CD Reviews: An ethereal Mozart from Toronto quartet and Messiaen to stir the depths of our souls
Here are two great classical releases that satisfy the soul in two very, very different ways. Both deserve ***1/2 (out of 4). For details on each album, click on the performers' names:
EYBLER QUARTET & JANE BOOTH
Backofen & Mozart, Theme & Variations (Analekta)
Made up of three members of the Tafelmusik Baroque Orchestra (violinists Aisslinn Nosky and Julia Wedman plus violist Patrick Jordan) as well as a frequent Tafelmusik freelancer (and very busy cellist-about-town) Margaret Gay, the six-year-old Eybler Quartet's specialty is presenting Classical-era chamber music on period instruments. It's been a long wait for this, the group's second album. On it, they are joined by accomplished period woodwind player Jane Booth. The disc's centrepiece is the exquisite, four-movement Quintet for Bassett Clarinet and Strings, K. 581, written by Mozart in 1789. It's longer than most of the composer's symphonies and concertos, showing off clever craftsmanship and, best of all, line after line of gorgeous melody for this flexible, mellow-voiced woodwind. This recording does the work full justice, rendering the music with meringue-like crispness and delicacy. Two quintets by German composer Johann Backofen (1768-1839) are also pretty, much less interesting musically (violist Max Mendel plays second viola on the B-flat Major piece). There is a particular combination of delicacy and texture that one gets from period instruments that feels especially well-suited to chamber music. All of this makes for 75 very satisfying musical minutes.
Olivier Messiaen, Livre du Saint-Sacrement (Naxos)

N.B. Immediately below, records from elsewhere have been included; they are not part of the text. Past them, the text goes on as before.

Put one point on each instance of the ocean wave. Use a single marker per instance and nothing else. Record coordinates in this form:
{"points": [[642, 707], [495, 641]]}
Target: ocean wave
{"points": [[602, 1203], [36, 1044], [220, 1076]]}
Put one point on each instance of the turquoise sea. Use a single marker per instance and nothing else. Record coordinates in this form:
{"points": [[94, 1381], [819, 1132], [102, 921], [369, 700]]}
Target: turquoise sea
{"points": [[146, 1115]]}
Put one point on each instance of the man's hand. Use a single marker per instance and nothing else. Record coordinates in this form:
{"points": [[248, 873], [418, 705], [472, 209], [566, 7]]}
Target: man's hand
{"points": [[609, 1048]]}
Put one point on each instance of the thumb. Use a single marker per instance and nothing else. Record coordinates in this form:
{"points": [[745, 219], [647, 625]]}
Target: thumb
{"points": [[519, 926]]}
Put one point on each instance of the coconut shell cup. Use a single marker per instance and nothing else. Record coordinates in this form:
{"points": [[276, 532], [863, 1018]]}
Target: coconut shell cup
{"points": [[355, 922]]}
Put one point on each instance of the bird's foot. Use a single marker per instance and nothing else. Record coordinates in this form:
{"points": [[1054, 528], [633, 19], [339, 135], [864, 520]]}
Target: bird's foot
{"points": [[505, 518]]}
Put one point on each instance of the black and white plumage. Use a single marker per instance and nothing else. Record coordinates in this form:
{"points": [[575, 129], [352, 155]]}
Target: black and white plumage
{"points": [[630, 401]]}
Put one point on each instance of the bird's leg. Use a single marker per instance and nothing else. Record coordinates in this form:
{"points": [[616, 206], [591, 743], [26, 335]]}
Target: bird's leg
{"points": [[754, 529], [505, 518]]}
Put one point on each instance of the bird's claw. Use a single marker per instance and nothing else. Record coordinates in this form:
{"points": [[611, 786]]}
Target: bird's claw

American organist Paul Jacobs is such a phenomenal talent, not only technically but in how he manages to coax every conceivable colour out of any instrument he confronts. The man who became head of the organ faculty at the Juilliard School at the age of 27 (in 2004) has made a specialty of the music of Olivier Messiaen (1908-1992). Here, in a two-CD set, her presents the pinnacle of Messiaen's contribution to the organ repertoire, the Book of the Holy Sacrament, 18 meditations he completed in 1984 that transcend time, space, sound and conventional notions of musical narrative. As titular organist at the Church of the Holy Trinity in Paris, Messiaen's output is directly tied to the Roman Catholic Mass as well has his own deep spirituality. Jacobs recorded this music in the incense-filled, neo-Gothic time capsule that is the Church of St. Mary-the-Virgin near Times Square in Manhattan, with its generous reverberation and fabulously massive Aeolian Skinner organ. Divorced from the atmosphere and environment that this music was written for, these tonally daring meditations and transports come across as dense and difficult. With eyes closed and mind cleared of everyday cares, it is music that can insinuate itself into the deepest recesses of the soul.